Já não é segredo para ninguém que um Boeing 777 da Malaysia Airlines caiu no leste da Ucrânia, próximo a Donetsk, matando todas as 298 pessoas a bordo. Como também não é segredo que é o segundo sinistro envolvendo a companhia malaia neste ano de 2014. Tudo leva a crer que o incidente é o auge de uma situação que foi desencadeada em novembro do ano passado.

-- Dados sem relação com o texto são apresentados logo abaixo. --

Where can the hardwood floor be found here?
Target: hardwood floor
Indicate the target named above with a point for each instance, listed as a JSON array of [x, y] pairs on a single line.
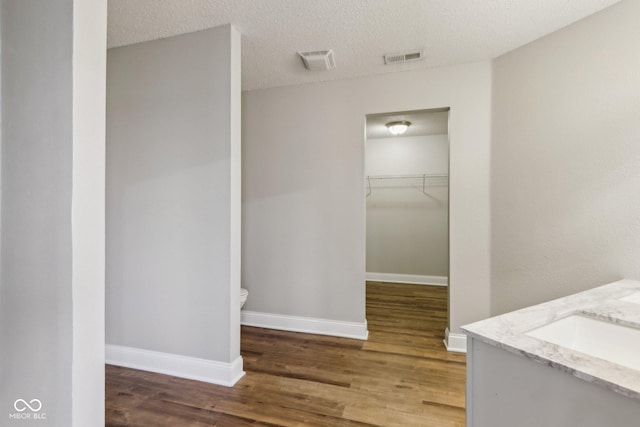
[[401, 376]]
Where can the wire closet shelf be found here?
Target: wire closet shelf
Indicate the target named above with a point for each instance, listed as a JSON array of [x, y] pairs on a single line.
[[420, 181]]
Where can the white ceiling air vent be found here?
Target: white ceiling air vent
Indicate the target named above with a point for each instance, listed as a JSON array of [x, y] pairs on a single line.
[[319, 60], [396, 58]]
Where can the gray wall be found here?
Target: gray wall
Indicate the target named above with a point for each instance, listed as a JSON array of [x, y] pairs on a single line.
[[173, 195], [303, 189], [407, 230], [565, 161], [44, 300]]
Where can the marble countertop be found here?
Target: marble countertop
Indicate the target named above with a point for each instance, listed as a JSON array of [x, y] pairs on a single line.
[[507, 332]]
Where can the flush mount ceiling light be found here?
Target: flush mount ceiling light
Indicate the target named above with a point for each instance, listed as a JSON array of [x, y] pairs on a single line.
[[318, 60], [399, 127]]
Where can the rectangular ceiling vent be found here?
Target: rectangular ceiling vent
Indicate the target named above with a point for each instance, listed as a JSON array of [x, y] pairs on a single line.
[[318, 60], [397, 58]]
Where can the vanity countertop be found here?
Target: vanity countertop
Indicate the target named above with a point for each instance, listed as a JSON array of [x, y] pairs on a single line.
[[507, 332]]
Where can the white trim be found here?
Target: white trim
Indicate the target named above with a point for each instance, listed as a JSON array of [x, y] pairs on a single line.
[[408, 278], [193, 368], [305, 324], [455, 342]]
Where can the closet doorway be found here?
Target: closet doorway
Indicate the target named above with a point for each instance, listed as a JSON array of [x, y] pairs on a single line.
[[407, 197]]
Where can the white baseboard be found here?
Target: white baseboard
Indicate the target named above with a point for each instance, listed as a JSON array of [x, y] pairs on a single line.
[[455, 342], [408, 278], [211, 371], [305, 324]]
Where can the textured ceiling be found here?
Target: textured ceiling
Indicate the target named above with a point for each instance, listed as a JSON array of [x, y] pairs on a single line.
[[359, 31], [423, 122]]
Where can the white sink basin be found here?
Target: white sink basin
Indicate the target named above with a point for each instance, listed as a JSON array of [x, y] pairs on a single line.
[[634, 298], [604, 340]]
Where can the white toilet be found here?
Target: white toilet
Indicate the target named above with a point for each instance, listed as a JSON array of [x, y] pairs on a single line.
[[243, 296]]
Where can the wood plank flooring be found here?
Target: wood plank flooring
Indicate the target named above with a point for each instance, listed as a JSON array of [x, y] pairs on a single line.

Vamos a um flashback: na época, o governo ucraniano abdicou de um acordo econômico com a moribunda União Europeia, para se aproximar da Rússia, um dos países que mais se desenvolvem no mundo. Com isso, explodiram protestos na Ucrânia, principalmente na capital Kiev, contra essa aproximação. Parece algo incoerente, mas justificável quando olhamos a história e todo o ódio gerado por anos de ferro nos quais a Ucrânia foi englobada pela União Soviética (aliás, o ódio à Rússia é nutrido em outros países da ex-URSS e da Cortina de Ferro, como na Polônia). Enfim, os ucranianos acharam que mais uma vez se tornariam capachos dos russos.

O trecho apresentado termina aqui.